Flüchtlinge: Teil 2 – Eine gespenstische deutsche Situation

Die öffentliche obrigkeitliche Verdammung von Rechtsradikalen, tatsächlichen und vermeintlichen, und anderen Bürgern löst das Flüchtlings- und Wirtschaftszuwanderungs-Problem nicht. Das kann nur eine Migrationspolitik, die den Zustand des Weiterwurstelns überwindet.

BettinaRoehlDirekt

Die Kanzlerin hat, wie SPD, Grüne und Linkspartei und andere mahnen und warnen, zu lange zur Flüchtlings- und Zuwanderungspolitik geschwiegen. Jetzt hat sie sich ein ziemlich gestelztes Statement abgerungen und in dasselbe Horn wie alle anderen gestoßen.

Klar, gegen jede Art von Straftat muss der Staat vorgehen, das verlangt das Legalitätsprinzip. Der Staat muss gegen Straftaten, die von Deutschen gegen Ausländer oder Flüchtlinge oder Wirtschaftszuwanderer verübt werden, vorgehen, und er muss gegen Straftaten, die von Migranten gegen Migranten, Deutsche oder sonst wen verübt werden, einschreiten, das ist eine Selbstverständlichkeit. Um es zu wiederholen, mit solcher Selbstverständlichkeit Kritik an der Aufnahme von Flüchtlingen und Wirtschaftzuwanderern überhaupt als undiskutierbar hinzustellen und unterbinden zu wollen, wäre – wenn es hoheitlich geschieht – ein klarer Verfassungsbruch.

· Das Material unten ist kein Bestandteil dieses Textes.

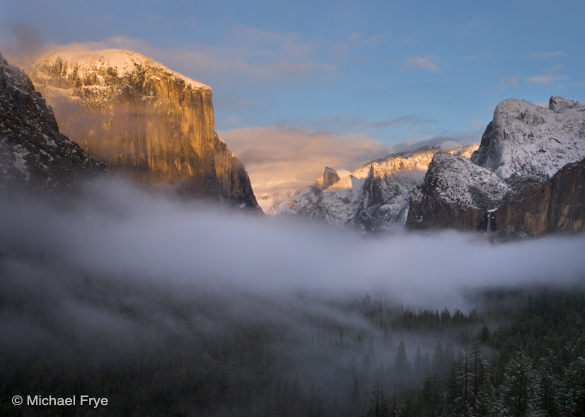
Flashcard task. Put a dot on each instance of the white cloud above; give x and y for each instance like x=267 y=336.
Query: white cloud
x=540 y=79
x=427 y=63
x=549 y=54
x=281 y=158
x=550 y=75
x=511 y=81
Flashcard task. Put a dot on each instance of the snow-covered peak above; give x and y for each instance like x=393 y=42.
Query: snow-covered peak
x=559 y=104
x=83 y=63
x=533 y=142
x=457 y=180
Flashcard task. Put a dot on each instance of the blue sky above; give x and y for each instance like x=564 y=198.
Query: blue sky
x=390 y=71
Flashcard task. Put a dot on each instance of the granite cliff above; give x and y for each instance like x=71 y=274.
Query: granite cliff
x=374 y=197
x=33 y=153
x=143 y=119
x=524 y=179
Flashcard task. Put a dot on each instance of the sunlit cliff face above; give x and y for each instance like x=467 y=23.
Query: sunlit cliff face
x=140 y=117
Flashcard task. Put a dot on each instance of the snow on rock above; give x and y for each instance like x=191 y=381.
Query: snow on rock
x=373 y=197
x=456 y=193
x=144 y=119
x=94 y=67
x=530 y=142
x=33 y=152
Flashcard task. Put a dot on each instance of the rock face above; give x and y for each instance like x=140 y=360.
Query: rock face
x=32 y=150
x=143 y=119
x=555 y=205
x=532 y=142
x=374 y=197
x=512 y=185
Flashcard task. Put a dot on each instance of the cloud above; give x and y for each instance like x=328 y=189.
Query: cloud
x=426 y=63
x=550 y=75
x=549 y=54
x=281 y=159
x=475 y=24
x=25 y=45
x=408 y=119
x=511 y=81
x=245 y=55
x=122 y=232
x=540 y=79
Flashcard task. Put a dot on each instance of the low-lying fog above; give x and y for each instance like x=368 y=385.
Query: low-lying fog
x=121 y=273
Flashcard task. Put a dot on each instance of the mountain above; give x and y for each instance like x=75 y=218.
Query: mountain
x=555 y=205
x=143 y=119
x=525 y=170
x=375 y=197
x=32 y=150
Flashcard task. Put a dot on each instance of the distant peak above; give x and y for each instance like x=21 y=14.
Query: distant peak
x=123 y=61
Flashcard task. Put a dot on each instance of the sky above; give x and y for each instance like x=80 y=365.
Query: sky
x=378 y=72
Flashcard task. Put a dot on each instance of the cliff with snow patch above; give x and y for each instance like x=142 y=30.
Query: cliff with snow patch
x=517 y=180
x=33 y=153
x=143 y=119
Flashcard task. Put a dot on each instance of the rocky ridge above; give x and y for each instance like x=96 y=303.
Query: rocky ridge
x=515 y=181
x=33 y=152
x=143 y=119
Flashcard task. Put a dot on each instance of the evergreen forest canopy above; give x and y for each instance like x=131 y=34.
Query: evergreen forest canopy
x=117 y=297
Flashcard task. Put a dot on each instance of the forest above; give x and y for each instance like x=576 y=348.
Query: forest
x=518 y=352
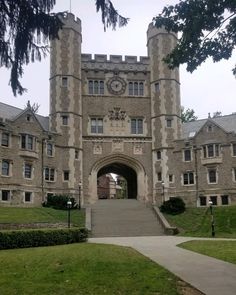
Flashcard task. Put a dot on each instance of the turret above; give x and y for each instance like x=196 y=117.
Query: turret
x=66 y=99
x=165 y=104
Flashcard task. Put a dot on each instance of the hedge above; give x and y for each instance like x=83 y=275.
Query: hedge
x=42 y=237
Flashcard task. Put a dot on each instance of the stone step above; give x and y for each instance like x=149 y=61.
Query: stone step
x=126 y=218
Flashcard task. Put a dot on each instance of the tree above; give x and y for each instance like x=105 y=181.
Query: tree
x=217 y=114
x=26 y=26
x=187 y=115
x=110 y=16
x=207 y=27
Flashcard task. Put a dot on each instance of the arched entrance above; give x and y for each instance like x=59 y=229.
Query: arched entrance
x=125 y=166
x=125 y=171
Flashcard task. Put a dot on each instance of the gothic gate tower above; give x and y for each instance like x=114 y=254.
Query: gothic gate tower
x=165 y=110
x=65 y=103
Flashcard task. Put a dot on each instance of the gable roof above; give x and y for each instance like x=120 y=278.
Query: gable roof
x=228 y=123
x=10 y=113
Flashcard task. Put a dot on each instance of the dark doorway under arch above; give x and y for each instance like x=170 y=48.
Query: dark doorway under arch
x=128 y=173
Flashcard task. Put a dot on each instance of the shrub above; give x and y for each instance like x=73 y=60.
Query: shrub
x=59 y=202
x=38 y=238
x=173 y=206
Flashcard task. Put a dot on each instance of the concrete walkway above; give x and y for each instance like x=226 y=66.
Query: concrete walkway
x=209 y=275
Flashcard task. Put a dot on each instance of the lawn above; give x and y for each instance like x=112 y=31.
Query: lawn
x=196 y=222
x=224 y=250
x=44 y=215
x=83 y=269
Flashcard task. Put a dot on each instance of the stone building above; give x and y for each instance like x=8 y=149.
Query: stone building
x=114 y=115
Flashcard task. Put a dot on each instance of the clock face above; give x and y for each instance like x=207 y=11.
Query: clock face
x=116 y=85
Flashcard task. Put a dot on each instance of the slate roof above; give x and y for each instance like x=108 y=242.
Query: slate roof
x=228 y=123
x=10 y=113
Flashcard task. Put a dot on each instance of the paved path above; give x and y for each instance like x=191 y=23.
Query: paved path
x=123 y=218
x=209 y=275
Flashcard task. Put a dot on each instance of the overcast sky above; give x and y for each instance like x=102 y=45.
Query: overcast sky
x=211 y=88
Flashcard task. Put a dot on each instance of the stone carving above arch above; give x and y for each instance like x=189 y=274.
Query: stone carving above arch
x=97 y=148
x=138 y=148
x=117 y=145
x=117 y=114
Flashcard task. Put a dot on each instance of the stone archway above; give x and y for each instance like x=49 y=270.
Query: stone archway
x=127 y=172
x=123 y=165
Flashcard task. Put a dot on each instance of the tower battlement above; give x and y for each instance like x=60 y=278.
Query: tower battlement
x=129 y=59
x=153 y=31
x=70 y=21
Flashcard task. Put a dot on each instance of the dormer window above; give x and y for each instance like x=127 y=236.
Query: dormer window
x=5 y=139
x=28 y=117
x=209 y=128
x=27 y=142
x=64 y=120
x=64 y=81
x=211 y=150
x=50 y=149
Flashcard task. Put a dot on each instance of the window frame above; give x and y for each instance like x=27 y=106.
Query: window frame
x=28 y=172
x=65 y=120
x=187 y=157
x=8 y=167
x=30 y=195
x=67 y=178
x=28 y=142
x=50 y=152
x=211 y=150
x=137 y=126
x=64 y=81
x=223 y=199
x=9 y=195
x=5 y=139
x=190 y=178
x=209 y=176
x=233 y=149
x=136 y=88
x=49 y=174
x=201 y=198
x=96 y=125
x=96 y=87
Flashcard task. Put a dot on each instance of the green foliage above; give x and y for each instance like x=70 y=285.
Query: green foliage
x=188 y=115
x=110 y=16
x=207 y=27
x=83 y=269
x=16 y=215
x=38 y=238
x=173 y=206
x=26 y=25
x=196 y=222
x=59 y=202
x=224 y=250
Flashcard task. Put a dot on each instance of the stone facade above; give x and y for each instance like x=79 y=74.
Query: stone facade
x=114 y=115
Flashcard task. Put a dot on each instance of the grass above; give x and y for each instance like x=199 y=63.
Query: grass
x=224 y=250
x=196 y=222
x=83 y=269
x=35 y=215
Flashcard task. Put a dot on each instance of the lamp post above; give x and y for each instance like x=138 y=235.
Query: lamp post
x=80 y=184
x=163 y=191
x=69 y=204
x=212 y=219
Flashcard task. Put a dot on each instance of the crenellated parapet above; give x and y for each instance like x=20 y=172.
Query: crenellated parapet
x=104 y=62
x=72 y=22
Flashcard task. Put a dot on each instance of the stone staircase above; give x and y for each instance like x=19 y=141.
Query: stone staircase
x=123 y=218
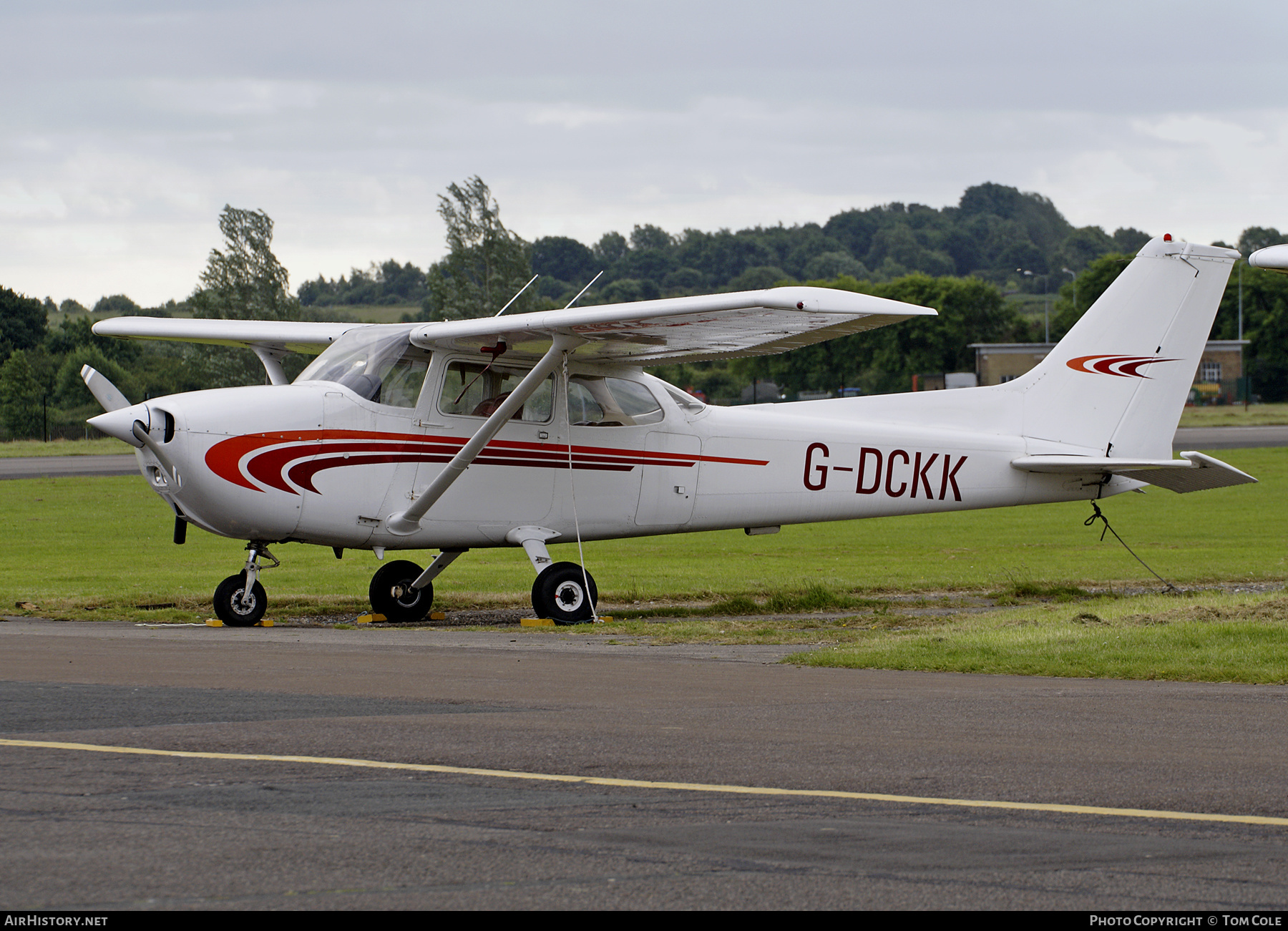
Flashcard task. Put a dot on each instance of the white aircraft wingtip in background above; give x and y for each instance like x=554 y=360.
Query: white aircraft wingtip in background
x=477 y=433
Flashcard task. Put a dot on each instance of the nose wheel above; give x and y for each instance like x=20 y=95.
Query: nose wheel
x=240 y=600
x=238 y=608
x=393 y=597
x=566 y=594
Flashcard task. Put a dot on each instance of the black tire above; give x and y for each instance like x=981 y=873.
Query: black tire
x=560 y=594
x=228 y=604
x=393 y=597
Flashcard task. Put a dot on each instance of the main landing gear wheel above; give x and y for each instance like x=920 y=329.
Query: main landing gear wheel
x=393 y=597
x=560 y=594
x=232 y=610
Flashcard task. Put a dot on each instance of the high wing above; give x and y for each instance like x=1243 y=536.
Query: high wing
x=682 y=328
x=642 y=333
x=278 y=336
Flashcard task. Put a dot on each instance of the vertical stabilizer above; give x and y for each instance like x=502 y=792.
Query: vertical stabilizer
x=1117 y=383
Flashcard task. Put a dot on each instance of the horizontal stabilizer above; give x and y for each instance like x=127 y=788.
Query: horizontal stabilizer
x=1272 y=256
x=1191 y=473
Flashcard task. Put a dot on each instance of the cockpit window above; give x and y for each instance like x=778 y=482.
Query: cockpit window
x=477 y=389
x=597 y=401
x=374 y=364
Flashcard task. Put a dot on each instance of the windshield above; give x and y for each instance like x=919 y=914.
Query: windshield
x=375 y=364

Soviel kühlen Kopf muss man von den Mitgliedern der Bundesregierung und der Landesregierungen verlangen, dass die gewählten Häupter zwischen sachlicher oder unsachlicher Kritik an der Aufnahme von Flüchtlingen und Wirtschaftzuwanderern sowie von Straftaten gegen sie unterscheiden können: Kritik an der katastrophalen, kopflosen und ziellosen Migrationspolitik ist allemal wichtig und richtig und notwendig.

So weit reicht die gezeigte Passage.